Selembo: The Sewer Line Rapid Assessment Tool (or SL-RAT) was developed from a working relationship between Charlotte Mecklenburg Utilities and the University of North Carolina – Charlotte. The goal was to develop a tool that could quickly assess the blockage condition of a pipe to help prioritize cleaning operations.

The technology works as follows. A speaker (transmitter) is deployed at one manhole and “yells” down the pipe to a microphone (receiver) that is placed at an adjacent manhole. The receiver has a reasonable expectation of how much sound energy should reach the other end, and, based on this, provides a blockage assessment of the pipe. Scores range from 0 to 10, with 0 being completely blocked, and 10 being an open pipe. The entire process takes less than three minutes, there is no flow contact, and results are displayed immediately. The devices also log GPS coordinates which can be downloaded with the results via PC.

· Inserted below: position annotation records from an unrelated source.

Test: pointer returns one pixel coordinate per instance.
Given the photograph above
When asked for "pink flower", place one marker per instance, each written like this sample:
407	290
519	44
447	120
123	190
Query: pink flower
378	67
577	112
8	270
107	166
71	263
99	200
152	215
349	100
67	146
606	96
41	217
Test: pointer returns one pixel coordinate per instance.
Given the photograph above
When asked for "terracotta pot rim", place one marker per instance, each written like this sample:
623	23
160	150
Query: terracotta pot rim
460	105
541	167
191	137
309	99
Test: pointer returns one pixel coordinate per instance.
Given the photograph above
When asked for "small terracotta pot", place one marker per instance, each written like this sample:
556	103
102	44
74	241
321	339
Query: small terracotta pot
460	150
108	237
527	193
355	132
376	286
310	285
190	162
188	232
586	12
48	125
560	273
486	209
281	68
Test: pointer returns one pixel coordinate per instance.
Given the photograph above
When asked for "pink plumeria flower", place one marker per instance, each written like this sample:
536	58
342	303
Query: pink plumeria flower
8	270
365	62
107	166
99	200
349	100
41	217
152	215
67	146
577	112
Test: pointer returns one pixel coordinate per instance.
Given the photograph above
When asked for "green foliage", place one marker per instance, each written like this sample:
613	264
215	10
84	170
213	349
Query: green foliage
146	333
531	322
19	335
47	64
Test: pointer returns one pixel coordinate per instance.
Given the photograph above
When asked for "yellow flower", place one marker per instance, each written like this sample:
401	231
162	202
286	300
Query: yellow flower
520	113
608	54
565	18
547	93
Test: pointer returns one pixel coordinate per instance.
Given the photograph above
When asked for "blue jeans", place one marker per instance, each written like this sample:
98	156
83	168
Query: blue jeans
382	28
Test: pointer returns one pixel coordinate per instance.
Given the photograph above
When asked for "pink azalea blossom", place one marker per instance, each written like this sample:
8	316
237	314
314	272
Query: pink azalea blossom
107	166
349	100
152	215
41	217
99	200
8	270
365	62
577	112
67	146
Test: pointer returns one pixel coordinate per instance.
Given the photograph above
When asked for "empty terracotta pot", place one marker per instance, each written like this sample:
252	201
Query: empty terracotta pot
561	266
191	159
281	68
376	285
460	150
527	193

What were some of the limitations or challenges with the technology previously?

Salvo: The location of the hydrants and access points in the United Kingdom are different than the ones in North America. In our case, for the small diameter condition assessment tools, we have to modify every single type of hydrant to accommodate the insertion of the tools. For the larger diameter pipes, we have had to adapt to existing situations where in some situations the access point is not at the crown of the pipe, but on the side of the pipe sometimes making the insertion of the tools more difficult.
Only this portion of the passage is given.